Susan Karr, an Orland Park advertising agency owner, said she didn`t want to leave her orange and white tabby, Bogie, in a cage while she went out of town on business.

”He definitely thinks he`s the king of the house,” Karr said.

”Michelle (Latanski) sends the same person to take care of him. I feel safe and secure. And Bogie seems much happier when I come home.”

Latanski said she tries to treat the pets she watches as if they were her own.

”We play with them, brush and tickle them,” she said. ”We give them real quality time.”

Her clients range from jet-setting executives to housewives on vacation, and from two-income families away from home for 10 hours a day to people who lack the heart to board their animals in a strange kennel.

Some of her clients have sent her thank-you cards from their pets-pawprints and all. ”It`s very rewarding,” she said.

In more ways than one. The number of pet sitters has grown so dramatically that a national organization has been formed. The 3-year-old National Association of Pet Sitters, or NAPS, boasts nearly 200 members around the country. NAPS` newsletter explores quirky pet behavior, lays out a code of ethics, examines pet ailments, reviews new pet products, like leashes, and recommends reading materials for pet sitters.

Deborah Inman of Homer Township, like Latanski, is a member of NAPS. Inman discovered the need for her Leave `Um With Ease Pet Sitting Service when she left for a three-week vacation last year.

”I had to find three different people to look after my pets and it was a hassle,” Inman sid.

Now she pet-sits for about 75 customers, from a hot-pink show poodle to horses and gerbils.

”One customer has an Oriental goldfish named Blue who can`t swim,” she recalled. ”So I have to handfeed it on the bottom on the aquarium. Blue nibbles right out of my fingers.”

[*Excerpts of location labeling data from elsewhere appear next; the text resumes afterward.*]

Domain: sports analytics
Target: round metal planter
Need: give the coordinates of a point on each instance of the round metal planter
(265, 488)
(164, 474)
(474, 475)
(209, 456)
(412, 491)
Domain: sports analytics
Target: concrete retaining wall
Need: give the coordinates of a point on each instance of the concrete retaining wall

Inman said animals, like people, grow into habits and, once set in routines, are loathe to change. Like most pet sitters, she learns the routines and eccentricities of her clients, the way they like their food cut up, the best place to pet them, their favorite tree. ”Some of them are just looking for a little love,” she said.

That love is hands-on when Kathy Bauer of Burbank goes to work. Bauer is a certified shiatsu therapist, practicing the Oriental art of acupressure massage.

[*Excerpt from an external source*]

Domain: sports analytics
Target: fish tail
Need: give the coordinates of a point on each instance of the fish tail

She started practicing on her Royal Standard poodle Boo while studying shiatsu. None of her family members would volunteer for her deep-tissue massage.

Bauer said dogs have the same nerve network and feel pain in the same areas as people, so the massage is as effective and therapeutic on pets suffering from arthritis, muscle spasms and surgery recovery.

”I still have a practice with humans,” she pointed out. ”And I even serve some of their pets.”

Bauer said she eventually wants to develop a massage practice with horses. She said her business started to take off when pet owners and breeders heard about it.

”Dogs, of course, can`t talk. So I look at their eyes to see their reaction. If they wince and it`s too painful, I stop,” she said. ”But I know it`s working when their eyes get this glazed, mesmerized look and they go limp on me. And I`ve never been bitten yet.”

Even veterninarians have changed with the times. The Oak Village Animal Hospital in Oak Lawn has established one of the area`s first HMOs for pets, the Tender Loving Care Pet Health Program. Coverage includes office calls, hospitalization, X-rays, blood transfusions, certain lab procedures and dental care.

During this national health-care insurance crisis, it`s comforting to know that for an annual price of $79 (for dogs 4 months to 5 years old) or $98 (dogs 6-9 years old), pet owners can be assured that their animals are covered.

Beth Ray, a receptionist at Oak Village, said the 6-year-old HMO was the brainchild of the clinic`s founder, veterinarian Ron Bowen.

”He saw some people having problems with their pet insurance policies and said there has to be a better way,” Ray said. ”Seventy-nine dollars is a drop in the bucket for the protection of your pet. The HMO offers unlimited office visits. Those can cost $30 each.”

Ray said this service wouldn`t have worked 10 years ago.

”This is something new in our society,” she said. ”Pets have moved from outdoor guard dogs to indoor friends. They`ve become part of our family.”